Pseudomonas aeruginosa is one of the most common gram-negative bacteria associated with severe infections in hospitals. In the U.S., there are 51,000 P. aeruginosa infections, and about 440 deaths occur each year. The common treatment method for the infection is antibiotics, but antibiotic treatment has been becoming more and more challenging today due to the development of antibiotic resistance.
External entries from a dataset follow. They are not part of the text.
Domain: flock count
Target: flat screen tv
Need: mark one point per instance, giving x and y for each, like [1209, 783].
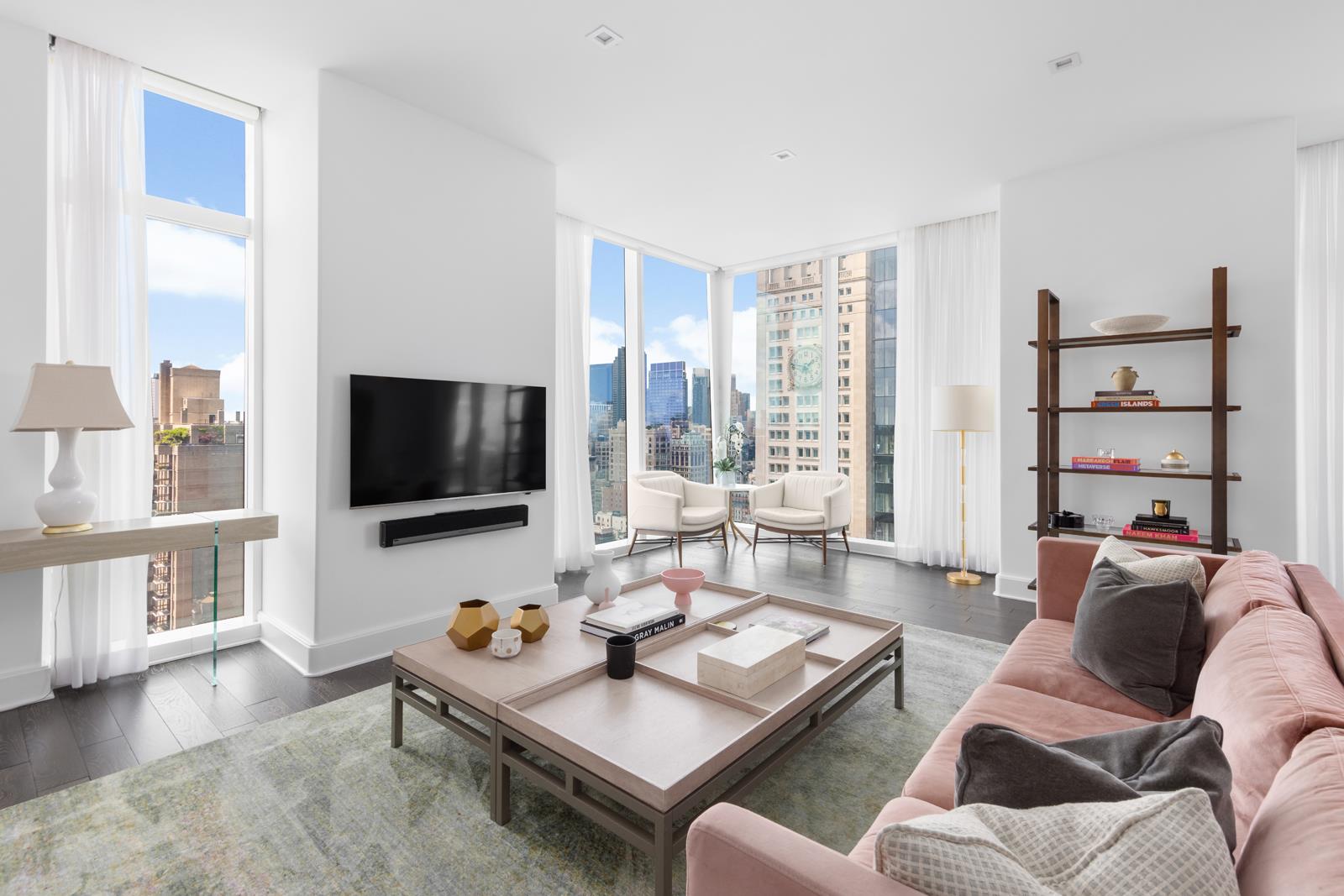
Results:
[429, 439]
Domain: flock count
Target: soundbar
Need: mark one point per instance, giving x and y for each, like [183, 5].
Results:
[449, 526]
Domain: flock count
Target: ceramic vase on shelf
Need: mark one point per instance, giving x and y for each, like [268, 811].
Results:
[602, 584]
[1124, 378]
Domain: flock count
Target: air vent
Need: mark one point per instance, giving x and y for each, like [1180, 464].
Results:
[1065, 63]
[604, 36]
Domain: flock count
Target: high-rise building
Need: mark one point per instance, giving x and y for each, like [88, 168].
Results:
[199, 464]
[701, 407]
[665, 398]
[618, 385]
[600, 383]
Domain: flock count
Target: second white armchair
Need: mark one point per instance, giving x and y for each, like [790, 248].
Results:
[669, 506]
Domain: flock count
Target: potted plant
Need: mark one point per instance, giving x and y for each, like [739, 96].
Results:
[730, 443]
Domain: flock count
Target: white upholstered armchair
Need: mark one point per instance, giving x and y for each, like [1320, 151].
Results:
[806, 504]
[669, 506]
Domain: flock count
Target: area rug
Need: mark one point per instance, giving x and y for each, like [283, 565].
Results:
[318, 802]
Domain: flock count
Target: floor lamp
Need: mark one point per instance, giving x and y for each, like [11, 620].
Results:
[963, 409]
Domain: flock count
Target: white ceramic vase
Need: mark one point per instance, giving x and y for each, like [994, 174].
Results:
[602, 584]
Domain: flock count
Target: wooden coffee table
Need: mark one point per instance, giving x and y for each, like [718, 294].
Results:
[659, 745]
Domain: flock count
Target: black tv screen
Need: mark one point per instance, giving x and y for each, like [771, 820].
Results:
[428, 439]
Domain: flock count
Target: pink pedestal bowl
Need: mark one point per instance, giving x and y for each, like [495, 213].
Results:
[682, 582]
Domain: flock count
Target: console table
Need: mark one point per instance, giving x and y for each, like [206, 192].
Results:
[31, 550]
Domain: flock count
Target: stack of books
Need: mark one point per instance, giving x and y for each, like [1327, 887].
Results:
[1168, 528]
[1126, 398]
[633, 618]
[1101, 463]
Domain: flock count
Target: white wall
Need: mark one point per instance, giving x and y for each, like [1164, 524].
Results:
[24, 296]
[437, 259]
[1142, 233]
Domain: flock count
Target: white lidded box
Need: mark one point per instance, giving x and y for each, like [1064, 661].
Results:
[750, 661]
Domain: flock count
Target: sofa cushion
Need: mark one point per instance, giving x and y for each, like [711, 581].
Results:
[1039, 660]
[1160, 844]
[1269, 683]
[790, 516]
[1106, 768]
[900, 809]
[1171, 567]
[1294, 844]
[1142, 638]
[1247, 582]
[1037, 715]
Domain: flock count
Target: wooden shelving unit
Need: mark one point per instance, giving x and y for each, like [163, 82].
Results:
[1048, 343]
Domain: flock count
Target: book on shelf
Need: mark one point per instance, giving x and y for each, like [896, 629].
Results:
[628, 616]
[806, 631]
[638, 634]
[1124, 402]
[1191, 537]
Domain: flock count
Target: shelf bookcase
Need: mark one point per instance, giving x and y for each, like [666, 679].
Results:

As a potential solution for this problem, combination antibiotic therapy has been widely studied as a useful method to treat multidrug-resistant bacterial pathogens. The advantages of combination antibiotic therapy over monotherapy include not only prevention of development of resistance during therapy, but also potential synergetic effect over the original potency of each of the antibiotics. Therefore, combination antibiotics therapy may result in a more efficient treatment of P. aeruginosa in addition to preventing resistance development. However, although some efforts have been made to investigate the best drug combinations to treat P. aeruginosa infections, it is almost impossible to test combinations of every single type of existing antibiotic experimentally considering the time and cost.

In this project, we used a machine learning software, called INDIGO, to predict drug interactions of antibiotic combinations against P. aeruginosa with a motivation to develop more effective treatments. INDIGO uses chemogenomics data and known experimental drug interaction scores to predict synergetic and antagonistic effects of new antibiotics combinations. We then assessed the accuracy of INDIGO performance by comparing the prediction results with the experimental data. INDIGO demonstrated high prediction accuracy for almost 200 new drug pairs with more than 40 different drugs. In the future, the INDIGO algorithm will be applied to predict the effect of drug combinations on various drug-resistant strains of P. aeruginosa.